Shingles Before 40 Ups Heart Disease Risk
Shingles can dramatically increase a person's risk of heart attacks and strokes, according to new research.
The latest study involved 106,601 people who had shingles and 213,202 match controls. Researchers followed participants for an average of 6.3 years after they contracted shingles. They accounted for body mass index, smoking, cholesterol, hypertension, diabetes and other vascular risk factors.

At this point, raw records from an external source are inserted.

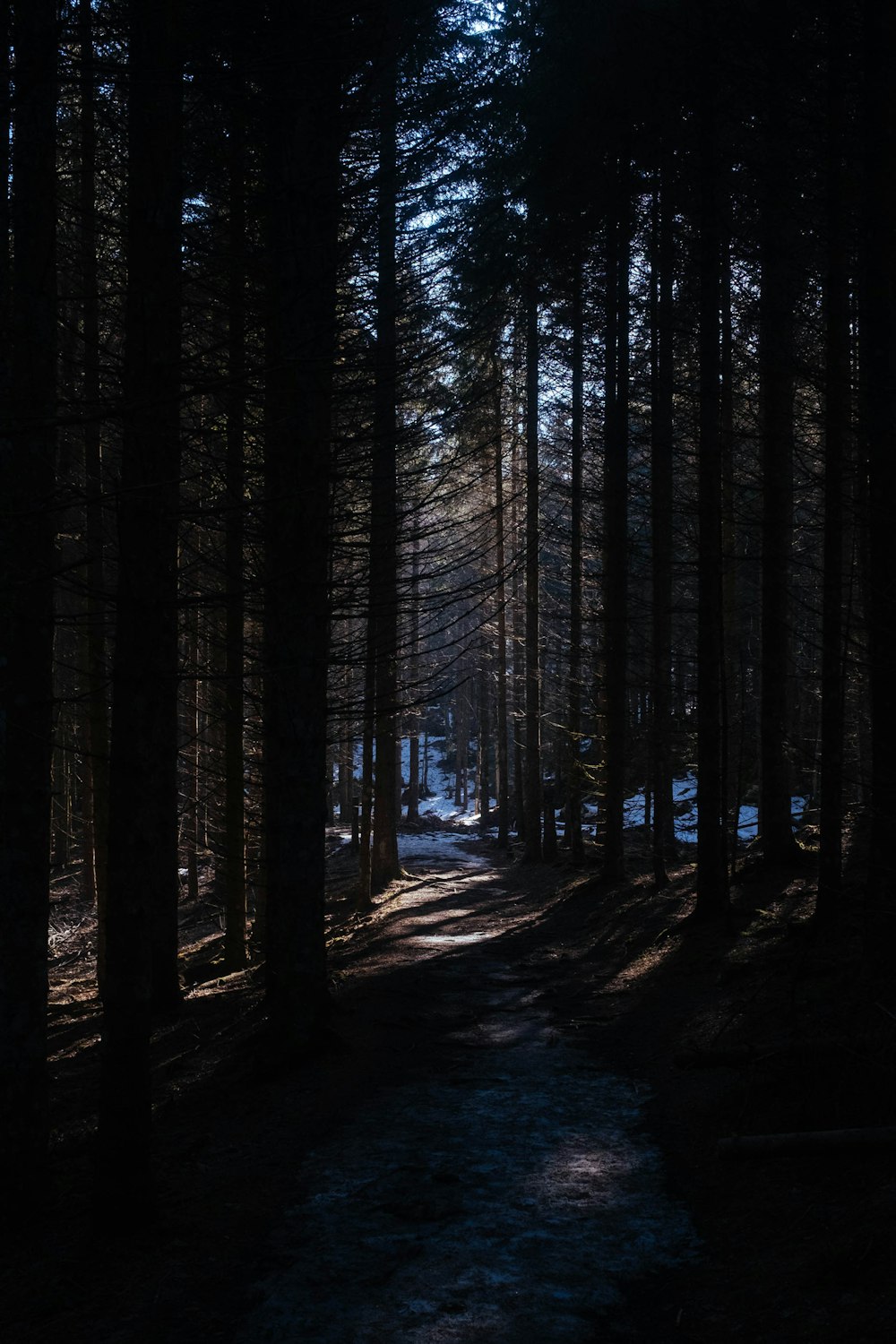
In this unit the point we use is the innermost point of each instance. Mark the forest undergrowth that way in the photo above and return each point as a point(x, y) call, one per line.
point(763, 1029)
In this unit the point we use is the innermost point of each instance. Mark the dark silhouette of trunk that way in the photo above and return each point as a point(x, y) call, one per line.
point(573, 711)
point(304, 99)
point(234, 527)
point(367, 769)
point(384, 862)
point(482, 784)
point(414, 741)
point(501, 763)
point(877, 335)
point(777, 395)
point(532, 782)
point(837, 424)
point(616, 529)
point(96, 760)
point(517, 624)
point(661, 492)
point(712, 876)
point(142, 925)
point(26, 620)
point(191, 753)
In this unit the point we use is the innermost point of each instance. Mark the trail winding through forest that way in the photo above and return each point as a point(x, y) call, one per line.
point(504, 1190)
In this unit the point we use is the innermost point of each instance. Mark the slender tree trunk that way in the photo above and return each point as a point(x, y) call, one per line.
point(517, 714)
point(236, 914)
point(501, 762)
point(879, 347)
point(837, 422)
point(573, 712)
point(384, 862)
point(26, 620)
point(532, 784)
point(96, 803)
point(304, 97)
point(661, 494)
point(712, 876)
point(367, 771)
point(142, 926)
point(777, 365)
point(414, 744)
point(484, 739)
point(616, 531)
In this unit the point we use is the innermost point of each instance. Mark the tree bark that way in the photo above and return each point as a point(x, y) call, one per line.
point(142, 927)
point(661, 495)
point(712, 876)
point(573, 711)
point(837, 422)
point(96, 766)
point(306, 116)
point(616, 530)
point(26, 620)
point(501, 763)
point(777, 365)
point(532, 784)
point(384, 862)
point(877, 338)
point(236, 914)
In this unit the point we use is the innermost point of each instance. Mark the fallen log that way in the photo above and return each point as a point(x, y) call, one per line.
point(805, 1142)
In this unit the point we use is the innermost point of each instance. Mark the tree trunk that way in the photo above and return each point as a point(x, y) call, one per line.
point(616, 530)
point(712, 876)
point(837, 422)
point(661, 497)
point(777, 365)
point(879, 347)
point(234, 602)
point(26, 620)
point(573, 711)
point(384, 862)
point(304, 97)
point(532, 784)
point(414, 744)
point(96, 766)
point(501, 763)
point(142, 927)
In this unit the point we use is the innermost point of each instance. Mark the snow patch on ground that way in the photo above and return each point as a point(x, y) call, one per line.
point(506, 1199)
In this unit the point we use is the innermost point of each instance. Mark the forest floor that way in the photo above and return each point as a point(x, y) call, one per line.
point(508, 1133)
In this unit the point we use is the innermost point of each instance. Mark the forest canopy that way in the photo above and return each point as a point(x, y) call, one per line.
point(514, 374)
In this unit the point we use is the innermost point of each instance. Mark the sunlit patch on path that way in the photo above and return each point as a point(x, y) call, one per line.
point(505, 1193)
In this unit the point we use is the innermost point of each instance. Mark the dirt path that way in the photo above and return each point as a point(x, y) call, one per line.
point(504, 1188)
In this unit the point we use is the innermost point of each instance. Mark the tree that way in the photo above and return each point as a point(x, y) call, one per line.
point(26, 616)
point(306, 126)
point(142, 924)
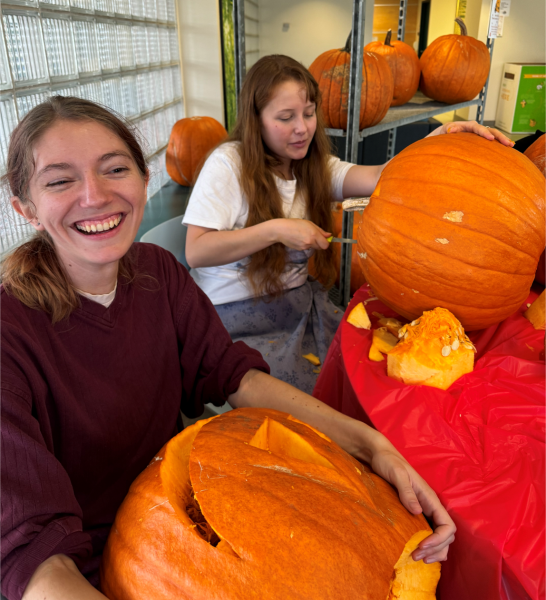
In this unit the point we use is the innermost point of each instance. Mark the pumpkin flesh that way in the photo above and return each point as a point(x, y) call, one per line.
point(296, 518)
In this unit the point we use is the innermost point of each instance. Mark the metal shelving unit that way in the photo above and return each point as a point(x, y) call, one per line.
point(417, 109)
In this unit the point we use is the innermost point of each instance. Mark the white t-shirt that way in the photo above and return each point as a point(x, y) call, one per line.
point(217, 202)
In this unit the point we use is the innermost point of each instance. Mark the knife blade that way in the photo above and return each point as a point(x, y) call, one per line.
point(341, 240)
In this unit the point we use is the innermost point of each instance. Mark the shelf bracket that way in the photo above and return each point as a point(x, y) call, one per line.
point(402, 21)
point(239, 40)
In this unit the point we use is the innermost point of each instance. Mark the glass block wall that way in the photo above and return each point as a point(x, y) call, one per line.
point(121, 53)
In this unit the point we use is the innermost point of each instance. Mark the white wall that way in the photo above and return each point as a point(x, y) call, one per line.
point(315, 26)
point(199, 23)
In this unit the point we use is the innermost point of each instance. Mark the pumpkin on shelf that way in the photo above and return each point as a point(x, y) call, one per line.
point(254, 504)
point(190, 141)
point(357, 277)
point(331, 70)
point(443, 229)
point(404, 64)
point(454, 68)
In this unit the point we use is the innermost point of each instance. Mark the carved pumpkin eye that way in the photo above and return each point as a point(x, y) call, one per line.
point(254, 503)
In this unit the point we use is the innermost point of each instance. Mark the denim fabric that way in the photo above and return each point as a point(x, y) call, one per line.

The study revealed that a bout of shingles increased the risk of heart attack by 10 percent and the risk of mini-stroke or transient ischemic attack, by 15 percent. However, having shingles did not alter the risk of suffering a major stroke.
However, participants who got shingles before age 40 were 74 percent more likely to have stroke. Researchers also found that these people were 2.4 times more likely to have a TIA if they had shingles and 50 percent more likely to have a heart attack.
Lead researcher Dr. Judith Breuer of University College London said that people with shingles should get themselves checked for other heart risks.
"Anyone with shingles, and especially younger people, should be screened for stroke risk factors," Breuer said. "The shingles vaccine has been shown to reduce the number of cases of shingles by about 50 percent. Studies are needed to determine whether vaccination can also reduce the incidence of stroke and heart attack. However, what is also clear is that factors that increase the risk of stroke also increase the risk of shingles, so we do not know if vaccinating people can reduce the risk of stroke per se. Current recommendations are that anyone 60 years and older should be vaccinated. The role for vaccination in younger individuals with vascular risk factors needs to be determined."